And preferably without magic.
Damn. There goes my chance to elegantly self-plug. Oh well.
(In defense of
The Celestial Way, I've tried to make the magic within the story be a) believable, b) explainable via the scientific principle. It's based on years of actual real-world research into esoterics, spiritualism, and fine energies, extrapolated into fictional advanced usage. Oh, also, "scientific dragons".)
I don't know any without "magic" in it. Maybe you can try to read Dune books? Or even stargate series (don't know if there book for that)?

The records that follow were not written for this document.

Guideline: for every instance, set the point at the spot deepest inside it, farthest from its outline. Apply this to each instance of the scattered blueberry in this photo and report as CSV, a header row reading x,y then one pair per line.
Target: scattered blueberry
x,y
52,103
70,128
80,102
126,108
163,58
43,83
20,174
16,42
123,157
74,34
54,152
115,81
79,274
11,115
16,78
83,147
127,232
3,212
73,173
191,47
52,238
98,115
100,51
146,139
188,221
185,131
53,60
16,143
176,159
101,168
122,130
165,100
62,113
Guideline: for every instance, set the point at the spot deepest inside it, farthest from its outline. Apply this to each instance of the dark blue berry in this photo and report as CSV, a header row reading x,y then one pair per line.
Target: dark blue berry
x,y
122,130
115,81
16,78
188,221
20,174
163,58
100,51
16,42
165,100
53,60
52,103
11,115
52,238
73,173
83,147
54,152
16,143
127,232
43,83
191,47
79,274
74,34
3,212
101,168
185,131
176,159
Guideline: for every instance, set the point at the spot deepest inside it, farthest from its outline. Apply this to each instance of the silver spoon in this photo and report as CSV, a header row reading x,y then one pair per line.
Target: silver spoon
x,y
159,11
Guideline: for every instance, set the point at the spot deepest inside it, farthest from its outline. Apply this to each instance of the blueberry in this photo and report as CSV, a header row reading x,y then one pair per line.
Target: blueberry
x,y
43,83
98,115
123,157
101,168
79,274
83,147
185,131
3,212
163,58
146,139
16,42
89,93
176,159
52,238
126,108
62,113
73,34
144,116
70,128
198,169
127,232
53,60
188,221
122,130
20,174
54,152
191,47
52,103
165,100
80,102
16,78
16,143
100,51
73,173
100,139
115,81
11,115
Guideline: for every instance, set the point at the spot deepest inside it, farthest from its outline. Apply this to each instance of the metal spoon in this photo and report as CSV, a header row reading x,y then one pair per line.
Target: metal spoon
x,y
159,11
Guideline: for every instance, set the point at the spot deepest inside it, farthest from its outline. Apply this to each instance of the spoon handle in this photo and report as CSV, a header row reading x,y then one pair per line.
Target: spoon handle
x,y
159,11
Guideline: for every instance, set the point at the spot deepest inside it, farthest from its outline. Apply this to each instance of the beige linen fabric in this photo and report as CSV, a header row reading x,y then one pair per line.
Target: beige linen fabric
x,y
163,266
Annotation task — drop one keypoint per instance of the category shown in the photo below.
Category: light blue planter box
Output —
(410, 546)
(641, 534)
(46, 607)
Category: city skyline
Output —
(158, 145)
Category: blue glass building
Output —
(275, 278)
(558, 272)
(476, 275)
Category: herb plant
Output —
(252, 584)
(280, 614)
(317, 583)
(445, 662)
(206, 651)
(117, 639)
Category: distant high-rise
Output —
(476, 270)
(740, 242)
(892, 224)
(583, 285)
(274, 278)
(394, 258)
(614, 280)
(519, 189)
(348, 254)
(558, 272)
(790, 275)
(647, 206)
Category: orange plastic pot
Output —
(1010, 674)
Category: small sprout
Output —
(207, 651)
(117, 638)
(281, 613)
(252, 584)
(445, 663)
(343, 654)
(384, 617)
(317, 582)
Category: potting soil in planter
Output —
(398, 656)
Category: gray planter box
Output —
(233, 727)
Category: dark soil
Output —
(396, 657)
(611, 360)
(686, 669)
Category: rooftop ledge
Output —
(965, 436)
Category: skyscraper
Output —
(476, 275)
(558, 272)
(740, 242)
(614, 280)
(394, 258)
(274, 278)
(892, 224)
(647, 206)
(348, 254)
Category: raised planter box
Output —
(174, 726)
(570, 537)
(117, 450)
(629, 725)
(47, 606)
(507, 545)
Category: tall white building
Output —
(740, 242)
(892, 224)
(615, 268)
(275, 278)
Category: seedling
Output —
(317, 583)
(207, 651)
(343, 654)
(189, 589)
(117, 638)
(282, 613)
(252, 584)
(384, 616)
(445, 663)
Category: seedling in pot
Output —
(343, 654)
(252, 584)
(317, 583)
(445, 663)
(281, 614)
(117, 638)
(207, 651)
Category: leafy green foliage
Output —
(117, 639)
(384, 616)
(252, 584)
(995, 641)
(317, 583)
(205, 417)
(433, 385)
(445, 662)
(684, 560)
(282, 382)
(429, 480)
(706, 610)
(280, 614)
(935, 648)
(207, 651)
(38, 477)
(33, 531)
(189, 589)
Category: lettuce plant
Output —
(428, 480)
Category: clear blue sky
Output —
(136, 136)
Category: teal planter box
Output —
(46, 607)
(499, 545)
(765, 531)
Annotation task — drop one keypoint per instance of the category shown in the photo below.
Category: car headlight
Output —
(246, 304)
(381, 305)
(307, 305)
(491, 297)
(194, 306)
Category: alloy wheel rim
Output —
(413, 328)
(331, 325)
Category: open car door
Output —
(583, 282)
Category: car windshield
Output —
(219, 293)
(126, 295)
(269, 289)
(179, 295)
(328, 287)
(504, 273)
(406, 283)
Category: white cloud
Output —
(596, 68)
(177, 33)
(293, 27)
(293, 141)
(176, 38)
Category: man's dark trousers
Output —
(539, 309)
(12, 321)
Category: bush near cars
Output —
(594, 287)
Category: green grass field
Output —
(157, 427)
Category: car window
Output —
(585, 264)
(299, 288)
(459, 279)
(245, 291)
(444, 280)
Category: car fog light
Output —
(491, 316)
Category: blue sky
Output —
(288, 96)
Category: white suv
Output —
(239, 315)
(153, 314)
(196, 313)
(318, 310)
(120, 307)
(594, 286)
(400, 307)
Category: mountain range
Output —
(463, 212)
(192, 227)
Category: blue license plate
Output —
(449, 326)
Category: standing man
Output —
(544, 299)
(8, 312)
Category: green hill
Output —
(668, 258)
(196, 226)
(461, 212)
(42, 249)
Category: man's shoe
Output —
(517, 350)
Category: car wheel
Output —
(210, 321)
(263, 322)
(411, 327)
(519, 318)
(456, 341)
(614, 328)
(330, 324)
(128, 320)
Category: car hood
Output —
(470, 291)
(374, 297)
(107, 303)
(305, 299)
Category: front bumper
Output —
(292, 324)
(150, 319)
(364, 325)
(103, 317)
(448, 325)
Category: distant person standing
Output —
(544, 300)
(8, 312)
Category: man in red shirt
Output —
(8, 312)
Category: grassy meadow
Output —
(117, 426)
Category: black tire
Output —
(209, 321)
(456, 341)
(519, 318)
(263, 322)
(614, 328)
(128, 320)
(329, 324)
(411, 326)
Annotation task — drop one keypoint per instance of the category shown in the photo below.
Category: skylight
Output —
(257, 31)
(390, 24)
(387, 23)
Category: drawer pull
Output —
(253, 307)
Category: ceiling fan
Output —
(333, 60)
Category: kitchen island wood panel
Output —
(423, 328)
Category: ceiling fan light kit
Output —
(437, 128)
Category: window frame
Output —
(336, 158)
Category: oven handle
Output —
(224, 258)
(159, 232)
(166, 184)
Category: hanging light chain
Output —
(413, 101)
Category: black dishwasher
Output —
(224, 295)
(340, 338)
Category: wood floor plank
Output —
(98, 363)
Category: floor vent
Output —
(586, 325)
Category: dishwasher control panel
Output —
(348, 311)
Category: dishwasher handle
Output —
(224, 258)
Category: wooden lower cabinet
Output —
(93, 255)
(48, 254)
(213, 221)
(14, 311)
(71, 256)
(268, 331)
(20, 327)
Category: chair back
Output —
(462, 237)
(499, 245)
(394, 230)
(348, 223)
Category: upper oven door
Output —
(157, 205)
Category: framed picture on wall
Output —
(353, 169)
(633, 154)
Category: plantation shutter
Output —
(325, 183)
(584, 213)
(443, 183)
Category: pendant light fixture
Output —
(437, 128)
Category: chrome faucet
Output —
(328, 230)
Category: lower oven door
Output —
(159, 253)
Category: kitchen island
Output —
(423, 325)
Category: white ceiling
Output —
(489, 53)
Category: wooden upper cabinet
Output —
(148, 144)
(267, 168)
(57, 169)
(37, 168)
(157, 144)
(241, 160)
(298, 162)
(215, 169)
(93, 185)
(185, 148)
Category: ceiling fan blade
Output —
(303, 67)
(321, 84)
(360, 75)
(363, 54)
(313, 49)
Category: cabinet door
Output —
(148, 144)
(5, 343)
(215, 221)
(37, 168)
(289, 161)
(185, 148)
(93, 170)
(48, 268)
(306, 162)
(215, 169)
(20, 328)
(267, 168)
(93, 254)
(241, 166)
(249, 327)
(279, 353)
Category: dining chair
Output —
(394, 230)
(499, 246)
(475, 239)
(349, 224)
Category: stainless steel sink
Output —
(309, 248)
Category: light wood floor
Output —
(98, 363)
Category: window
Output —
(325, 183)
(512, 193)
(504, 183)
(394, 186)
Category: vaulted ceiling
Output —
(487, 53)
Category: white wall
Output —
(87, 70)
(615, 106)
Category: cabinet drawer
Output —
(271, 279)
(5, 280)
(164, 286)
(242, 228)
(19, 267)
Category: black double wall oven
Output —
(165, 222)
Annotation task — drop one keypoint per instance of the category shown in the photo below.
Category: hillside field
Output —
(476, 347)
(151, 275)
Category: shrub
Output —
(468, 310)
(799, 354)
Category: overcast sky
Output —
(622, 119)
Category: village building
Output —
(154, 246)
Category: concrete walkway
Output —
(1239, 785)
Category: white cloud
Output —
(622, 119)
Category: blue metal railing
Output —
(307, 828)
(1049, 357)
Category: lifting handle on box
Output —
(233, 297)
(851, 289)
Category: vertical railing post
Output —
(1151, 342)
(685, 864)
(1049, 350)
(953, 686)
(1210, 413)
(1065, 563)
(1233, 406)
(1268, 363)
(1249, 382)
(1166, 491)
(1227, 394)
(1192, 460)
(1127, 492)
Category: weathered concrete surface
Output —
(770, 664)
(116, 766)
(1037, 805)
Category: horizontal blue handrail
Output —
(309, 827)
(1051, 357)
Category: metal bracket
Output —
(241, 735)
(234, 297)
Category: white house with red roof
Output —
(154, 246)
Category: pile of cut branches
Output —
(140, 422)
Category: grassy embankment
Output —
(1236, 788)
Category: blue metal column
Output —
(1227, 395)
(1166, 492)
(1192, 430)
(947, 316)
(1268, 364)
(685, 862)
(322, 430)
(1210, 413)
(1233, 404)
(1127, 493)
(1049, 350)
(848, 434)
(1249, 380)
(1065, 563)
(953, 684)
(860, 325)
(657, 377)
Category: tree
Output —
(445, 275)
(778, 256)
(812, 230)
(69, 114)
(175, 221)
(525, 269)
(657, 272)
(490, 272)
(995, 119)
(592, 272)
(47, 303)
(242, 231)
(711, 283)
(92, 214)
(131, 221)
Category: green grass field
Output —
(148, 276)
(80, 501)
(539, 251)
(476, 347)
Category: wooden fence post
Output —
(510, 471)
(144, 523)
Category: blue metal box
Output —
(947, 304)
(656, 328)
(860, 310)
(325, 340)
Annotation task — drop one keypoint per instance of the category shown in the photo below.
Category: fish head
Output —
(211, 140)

For the love of... Okay, Dune is a
good book, but it's outdated as hell by now. It's like people constantly recommend LotR for fantasy reading, even though the genre has advanced
massively since Tolkien. Ditto for science fiction, whether hard or soft.
Pure sci-fi recommends:
The Golden Age by John C Wright, anything by Greg Egan (although his novels are more math/physics textbooks than stories), anything by Ian Banks,
Lord of Light by Roger Zelazny (plus
Creatures of Light and Darkness, its companion "fantasy" twin),
Blindsight by Peter Watts (it has scientific vampires),
Fallen Dragon by Peter Hamilton, and others that are on my TBR list but I won't recommend them since I haven't read them yet.
And finally,
Requiem for Homo Sapiens by David Zindell. Seriously, that series fucking
slaps. Like, an astroload. Sure, it has some spiritual moments (spoilers, Dune has those too), but it is just so fucking good.
Requiem should be considered "the new Dune" in my very unhumble opinion.